Expect fee if paying upcoming Hamilton County property taxes online

photo Hamilton County Trustee Bill Hullander talks in the stock room of the Trustee's satellite office in the Bonny Oaks Industrial Park in this file photo.

Hamilton County residents who try to pay property taxes online may experience some sticker shock when they see how much convenience can cost.

Tax bills will be arriving in mailboxes soon and people can start paying them Oct. 1, according to Trustee Bill Hullander. His office also collects property taxes for Collegedale, East Ridge, Lakesite, Red Bank, Ridgeside, Soddy-Daisy and Walden.

Residents will have a few payment options -- some more costly than others.

Along with the tried-and-true methods of paying in person at the trustee's office or spending 46 cents for postage, residents can pay the taxman online. But plastic users beware: Convenience has a price. It's 2.75 percent of the bill, nearly 3 cents on the dollar, to pay online with a credit card.

That means someone paying taxes on a $200,000 property, which yields a $1,383 bill, would pay an additional $38 to file with a credit card online.

Internet users are better off using an electronic check, Hullander said, which carries a flat fee of $2.75 for each transaction.

"It doesn't matter if it's $30 or $3,000 in taxes," Hullander said.

The convenience fee isn't an additional tax, he said. In fact, the money doesn't go to Hullander's office or anywhere in Hamilton County.

Fees for paying taxes online go to Business Information Systems, a Piney Flats, Tenn., company that provides credit card processing for the vast majority of counties in Tennessee. Its customers include trustee offices, county clerks, court clerks and other fee-collecting government agencies.

In 2012, Hullander said the county generated $248 million of property tax. Of that, only $3.1 million was paid online, generating $69,000 in fees paid to the company, he said. Online fees represented 3,798 of the county's 168,000 parcels, he said.

It's a pretty good deal for Hullander and other government agencies -- they don't pay a dime for the service.
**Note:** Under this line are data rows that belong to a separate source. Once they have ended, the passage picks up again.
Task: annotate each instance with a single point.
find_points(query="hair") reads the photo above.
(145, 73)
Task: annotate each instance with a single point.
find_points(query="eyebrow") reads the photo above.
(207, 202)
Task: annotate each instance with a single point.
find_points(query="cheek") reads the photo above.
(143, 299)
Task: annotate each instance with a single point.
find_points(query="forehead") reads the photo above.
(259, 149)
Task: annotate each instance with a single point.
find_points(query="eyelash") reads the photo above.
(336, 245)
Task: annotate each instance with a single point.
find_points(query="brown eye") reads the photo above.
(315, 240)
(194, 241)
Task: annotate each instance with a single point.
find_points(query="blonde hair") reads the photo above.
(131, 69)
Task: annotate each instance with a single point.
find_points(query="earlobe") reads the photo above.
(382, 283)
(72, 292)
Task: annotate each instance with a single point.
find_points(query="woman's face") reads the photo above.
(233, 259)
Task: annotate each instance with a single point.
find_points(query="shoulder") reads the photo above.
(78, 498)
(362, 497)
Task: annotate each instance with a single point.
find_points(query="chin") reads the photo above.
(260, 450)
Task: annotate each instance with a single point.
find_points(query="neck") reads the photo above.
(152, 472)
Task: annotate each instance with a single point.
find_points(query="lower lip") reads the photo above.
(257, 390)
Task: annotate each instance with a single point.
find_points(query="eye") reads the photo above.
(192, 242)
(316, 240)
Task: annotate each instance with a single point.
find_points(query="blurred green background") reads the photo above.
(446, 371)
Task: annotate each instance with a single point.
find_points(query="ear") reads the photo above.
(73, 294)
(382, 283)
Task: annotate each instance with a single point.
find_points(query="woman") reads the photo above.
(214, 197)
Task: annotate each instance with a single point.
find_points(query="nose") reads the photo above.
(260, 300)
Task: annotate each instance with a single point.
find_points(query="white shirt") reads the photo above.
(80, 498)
But Hullander said he is going to look around for a better deal for taxpayers in January, when his office's four-year banking contract is up.
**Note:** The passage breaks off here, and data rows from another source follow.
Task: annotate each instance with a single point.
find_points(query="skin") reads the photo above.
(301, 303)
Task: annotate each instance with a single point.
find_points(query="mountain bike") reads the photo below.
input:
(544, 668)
"That 2.75 percent is something they charge, and we never see it," he said. "We have everything in the world we can think of so they don't have to use a credit card."

The trustee's office has been working with BIS since before Hullander took office in 2010.
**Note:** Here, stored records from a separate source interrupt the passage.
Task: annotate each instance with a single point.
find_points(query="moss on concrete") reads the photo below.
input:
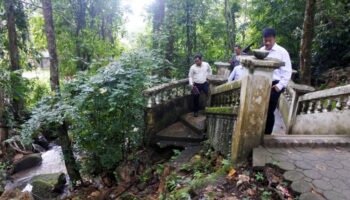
(220, 110)
(48, 186)
(227, 87)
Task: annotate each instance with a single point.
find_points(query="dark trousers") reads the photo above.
(204, 87)
(272, 107)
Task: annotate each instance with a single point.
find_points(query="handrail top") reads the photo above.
(266, 63)
(165, 86)
(300, 87)
(332, 92)
(227, 87)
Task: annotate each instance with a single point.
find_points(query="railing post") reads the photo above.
(298, 91)
(3, 129)
(255, 95)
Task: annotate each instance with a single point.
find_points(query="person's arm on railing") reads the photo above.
(190, 77)
(209, 70)
(232, 75)
(286, 71)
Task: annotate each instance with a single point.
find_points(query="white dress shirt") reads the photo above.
(237, 73)
(284, 73)
(198, 74)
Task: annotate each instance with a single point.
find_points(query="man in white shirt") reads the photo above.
(237, 73)
(198, 80)
(281, 76)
According to David Stone, Henry County trustee and president of the Tennessee County Trustees Association, many offices in the state have been working with BIS for some time.

"Back in 2005, [BIS] worked with the trustees association about hosting a website ... that allows for every county to collect property taxes online. They don't charge anything to the counties. However, when you do pay your taxes online, you do pay a 2.75 percent fee. ... They [BIS] are the ones who manage the website and update it," Stone said.

Some counties absorb the fee, but many don't because so few residents pay property taxes with a credit card.

This way, only taxpayers who use the service are paying for it, he said.

Stone said people who use credit cards to pay taxes are usually in a business that requires them to travel, or don't have the money to pay the full tax debt.

But the system is convenient for more than taxpayers, he said.

"It does help the title companies and people who are researching properties. Because they used to have to come to the public access office and look that stuff up," he said.

The company did not return phone calls for comment Friday.

Hullander said property taxes will be due Feb. 28, 2014, and residents will be able to make partial payments. Balances that are late will incur 1.5 percent interest each month after February, he said.